Test génétique

La Food and Drug Administration (FDA) a accordé, le 7 avril 2016,  à la société 23andMe l’autorisation de la vente directe de tests de dépistage génétique.

Cette société est dirigée par Anne Wojcicki, la conjointe de Sergey Brin, cofondateur de Google dont 23andMe est une filiale spécialisée dans le séquençage du génome humain.

23andMe devient la première et la seule entreprise autorisée par la FDA à fournir des rapports personnels sur les risques génétiques pour la santé sans ordonnance ni conseil médical.

Par un simple envoi d’un prélèvement de salive, pour une centaine de dollars, les clients peuvent obtenir des informations sur leurs prédispositions pour 10 maladies : la maladie de Parkinson, la maladie d’Alzheimer, la maladie cœliaque, le déficit en alpha-1 antitrypsine, la dystonie musculaire, la déficience en facteur XI, la maladie de Gaucher de type 1, le déficit en glucose-6-phosphate déshydrogénase, l’hémochromatose héréditaire et la thrombophilie héréditaire.
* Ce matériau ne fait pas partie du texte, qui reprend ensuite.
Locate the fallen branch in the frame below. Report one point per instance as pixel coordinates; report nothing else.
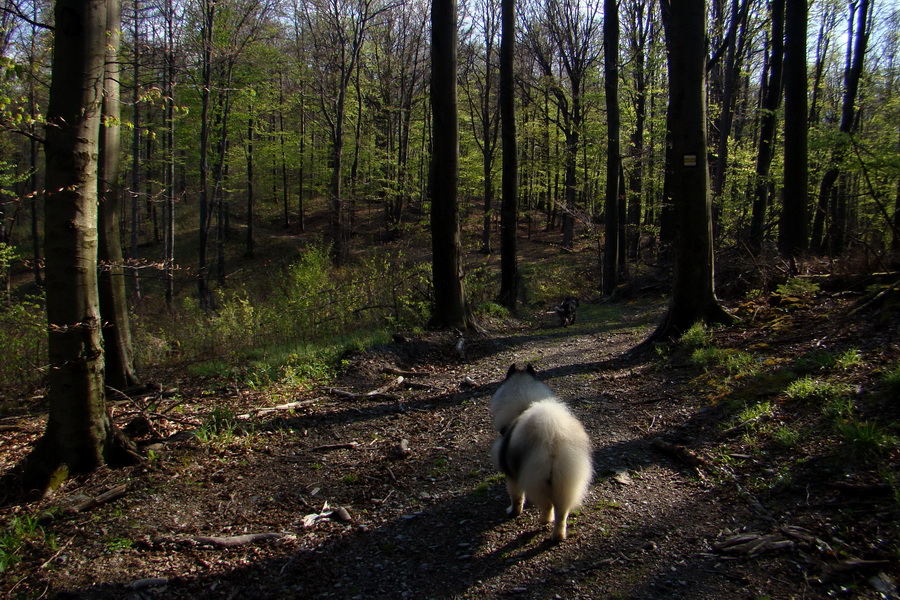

Cette décision inquiète. En effet, même si ces tests ne sont pas nouveaux, par cette autorisation ils peuvent amener les clients à recevoir ces informations brutes, et brutalement, c’est-à-dire sans aucun conseil ou accompagnement d’un professionnel. De plus, ces tests ne sont pas infaillibles : la FDA reconnaît qu’il existe des risques de faux positifs et de faux négatifs. Enfin, analyser les résultats est complexe ; ils peuvent être mal interprétés.

Sur son blog, 23andMe précise : « ceux qui portent une mutation prédisposant à un risque ne développeront pas tous une pathologie. Et pour ces pathologies, ne pas porter la mutation recherchée n’élimine pas le risque de développer quand même la maladie ».
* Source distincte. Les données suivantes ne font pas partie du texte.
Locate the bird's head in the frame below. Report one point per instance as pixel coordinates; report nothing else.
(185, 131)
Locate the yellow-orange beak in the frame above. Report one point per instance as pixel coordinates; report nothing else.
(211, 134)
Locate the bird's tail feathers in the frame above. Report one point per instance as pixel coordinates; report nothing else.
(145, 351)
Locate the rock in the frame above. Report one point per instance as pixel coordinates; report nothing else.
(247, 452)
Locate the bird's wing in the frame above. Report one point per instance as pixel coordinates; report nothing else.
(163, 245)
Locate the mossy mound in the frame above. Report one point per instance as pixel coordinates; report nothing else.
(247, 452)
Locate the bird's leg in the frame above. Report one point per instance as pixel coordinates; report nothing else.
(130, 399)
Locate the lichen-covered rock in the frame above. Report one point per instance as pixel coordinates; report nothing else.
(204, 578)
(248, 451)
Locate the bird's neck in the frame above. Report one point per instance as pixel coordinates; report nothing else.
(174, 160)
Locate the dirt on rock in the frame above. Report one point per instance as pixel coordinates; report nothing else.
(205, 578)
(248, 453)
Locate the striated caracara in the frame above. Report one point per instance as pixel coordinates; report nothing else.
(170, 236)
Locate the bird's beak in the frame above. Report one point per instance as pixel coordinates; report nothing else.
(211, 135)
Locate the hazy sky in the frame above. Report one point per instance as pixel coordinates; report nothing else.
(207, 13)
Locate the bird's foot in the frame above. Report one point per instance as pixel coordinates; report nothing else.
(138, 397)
Par exemple, le lien entre la maladie d’Alzheimer et la mutation APOE (objet du test génétique)  « est complexe et n’est pas entièrement comprise« , a déclaré le Dr Mary Ganguli, professeur de psychiatrie gériatrique à l’Université de Pittsburgh. « D’une part, l’association est plus faible chez les Afro-Américains que chez les Blancs. D’autre part, le risque disparaît avec l’âge : si vous avez déjà plus de 80 ans sans avoir développé la maladie d’Alzheimer, vous n’êtes plus à risque élevé, même si vous êtes porteur de la mutation».

Cette autorisation intervient quelques années après la polémique qui avait éclaté entre la FDA et la firme californienne commercialisant des kits de génomique. En 2013, la FDA avait déposé une plainte contre le fait que 23andMe se livrait à une publicité mensongère, en affirmant que son kit, commercialisé 99 dollars, permettait de découvrir plus de 240 conditions et caractéristiques propres aux maladies génétiques récessives. La société avait retiré du marché ses tests génétiques, pour se contenter de fournir à ses clients les données brutes de leur génome.

Le « revirement » de la FDA peut surprendre.  Mais le Dr Jeffrey Shuren, directeur du Centre pour les dispositifs et la santé radiologique de la FDA, a exhorté les clients à « ne pas prendre leurs résultats de test comme un signe certain qu’ils développeront ou pas une maladie particulière ». « Il est important que les gens comprennent que le risque génétique n’est qu’une pièce d’un puzzle plus grand», a-t-il déclaré dans un communiqué.